Эрагон никогда не думал, что Анжела сможет так легко рассказать что-то о своем прошлом, и, страстно желая узнать что-нибудь еще, спросил:

— Когда же ты с ним познакомилась? И где?

— Давным-давно и очень далеко отсюда. Однако мы с ним плохо расстались, и я много-много лет его не видела. — Анжела нахмурилась. — Вообще-то я думала, что он уже умер.

Тут вмешалась Сапфира, мысленно сказав:

«Раз уж ты была ученицей Тенги, то, наверное, знаешь, на какой вопрос он пытается ответить?»

— Понятия не имею. У Тенги всегда был какой-нибудь вопрос, на который он искал ответа. Если ему это удавалось, он тут же находил новый вопрос, и так далее. Он, возможно, успел ответить уже на сотню различных вопросов с тех пор, как я видела его в последний раз, а может быть, по-прежнему скрежещет зубами, пытаясь решить ту головоломку, которую разгадывал, когда я от него ушла.

«И что это была за головоломка?» — спросила Сапфира.

— Влияют ли фазы Луны на количество и качество опалов, которые составляют основу Беорских гор?
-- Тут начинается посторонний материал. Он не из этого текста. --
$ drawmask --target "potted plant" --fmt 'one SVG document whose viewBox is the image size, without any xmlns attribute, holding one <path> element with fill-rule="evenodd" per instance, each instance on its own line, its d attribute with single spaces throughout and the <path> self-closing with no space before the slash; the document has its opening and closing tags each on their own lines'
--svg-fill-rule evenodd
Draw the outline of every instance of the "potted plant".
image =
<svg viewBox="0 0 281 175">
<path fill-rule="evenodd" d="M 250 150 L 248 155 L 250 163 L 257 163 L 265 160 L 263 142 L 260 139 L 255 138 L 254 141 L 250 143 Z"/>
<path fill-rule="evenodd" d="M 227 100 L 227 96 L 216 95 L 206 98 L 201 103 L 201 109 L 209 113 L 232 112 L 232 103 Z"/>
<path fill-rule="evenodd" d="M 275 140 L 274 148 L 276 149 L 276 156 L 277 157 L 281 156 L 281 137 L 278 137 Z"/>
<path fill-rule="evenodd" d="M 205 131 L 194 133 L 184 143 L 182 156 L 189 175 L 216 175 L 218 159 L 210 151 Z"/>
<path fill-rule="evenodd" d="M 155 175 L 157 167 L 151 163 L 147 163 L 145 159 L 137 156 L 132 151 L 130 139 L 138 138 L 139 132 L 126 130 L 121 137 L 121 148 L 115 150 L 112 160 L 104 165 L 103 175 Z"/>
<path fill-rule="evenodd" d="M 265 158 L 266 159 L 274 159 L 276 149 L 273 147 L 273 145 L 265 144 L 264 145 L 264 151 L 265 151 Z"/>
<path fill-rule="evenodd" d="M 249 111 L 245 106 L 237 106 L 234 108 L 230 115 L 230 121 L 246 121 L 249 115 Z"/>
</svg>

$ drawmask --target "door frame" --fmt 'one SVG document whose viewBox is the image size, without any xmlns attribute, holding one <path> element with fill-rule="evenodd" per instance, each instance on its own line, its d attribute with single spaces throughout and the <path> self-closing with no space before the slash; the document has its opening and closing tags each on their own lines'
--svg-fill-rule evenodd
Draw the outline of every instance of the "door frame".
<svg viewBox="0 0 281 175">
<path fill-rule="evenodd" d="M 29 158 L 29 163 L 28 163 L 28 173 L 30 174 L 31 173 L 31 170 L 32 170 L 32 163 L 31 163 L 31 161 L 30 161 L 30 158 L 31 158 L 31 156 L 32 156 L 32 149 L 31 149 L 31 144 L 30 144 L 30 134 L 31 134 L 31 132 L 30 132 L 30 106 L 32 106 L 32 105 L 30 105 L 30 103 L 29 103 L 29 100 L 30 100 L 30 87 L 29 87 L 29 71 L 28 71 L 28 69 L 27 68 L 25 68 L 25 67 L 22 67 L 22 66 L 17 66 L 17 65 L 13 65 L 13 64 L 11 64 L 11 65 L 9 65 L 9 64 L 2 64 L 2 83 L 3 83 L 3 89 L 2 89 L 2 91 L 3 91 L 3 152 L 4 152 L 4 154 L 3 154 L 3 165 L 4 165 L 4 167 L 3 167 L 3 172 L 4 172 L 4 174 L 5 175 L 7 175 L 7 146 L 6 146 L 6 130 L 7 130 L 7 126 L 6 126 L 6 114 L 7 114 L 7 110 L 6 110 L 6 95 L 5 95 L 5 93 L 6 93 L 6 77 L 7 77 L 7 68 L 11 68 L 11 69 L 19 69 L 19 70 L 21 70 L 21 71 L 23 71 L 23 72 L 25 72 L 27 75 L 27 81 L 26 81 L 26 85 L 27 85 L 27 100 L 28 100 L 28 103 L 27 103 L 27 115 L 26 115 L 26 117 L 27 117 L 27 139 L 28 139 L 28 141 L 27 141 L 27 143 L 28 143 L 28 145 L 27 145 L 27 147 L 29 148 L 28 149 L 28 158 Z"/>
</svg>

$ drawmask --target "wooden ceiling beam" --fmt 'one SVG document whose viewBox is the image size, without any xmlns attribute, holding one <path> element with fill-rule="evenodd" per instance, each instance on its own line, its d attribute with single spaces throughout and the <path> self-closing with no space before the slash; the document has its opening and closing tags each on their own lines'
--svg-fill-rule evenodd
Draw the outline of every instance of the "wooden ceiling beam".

Во всяком случае, гномы считают, что это именно так.

— Но как же это можно доказать? — удивился Эрагон. Анжела только плечами пожала:

— Если кто-то и сможет, то только Тенга. Он, может, и сумасшедший, но блеск его ума от этого ничуть не становится слабее.

«Этот человек пинает кошек ногами», — заявил Солембум, словно это давало возможность представить себе характер Тенги во всей его полноте.

И тут Анжела хлопнула в ладоши и воскликнула:

— Довольно! Ешь свое лакомство, Эрагон, и давайте поспешим к Насуаде.

18. Внося поправки

Вы опаздываете, — заметила Насуада, когда Эрагон и Анжела уселись на стулья, полукругом расставленные перед ее троном.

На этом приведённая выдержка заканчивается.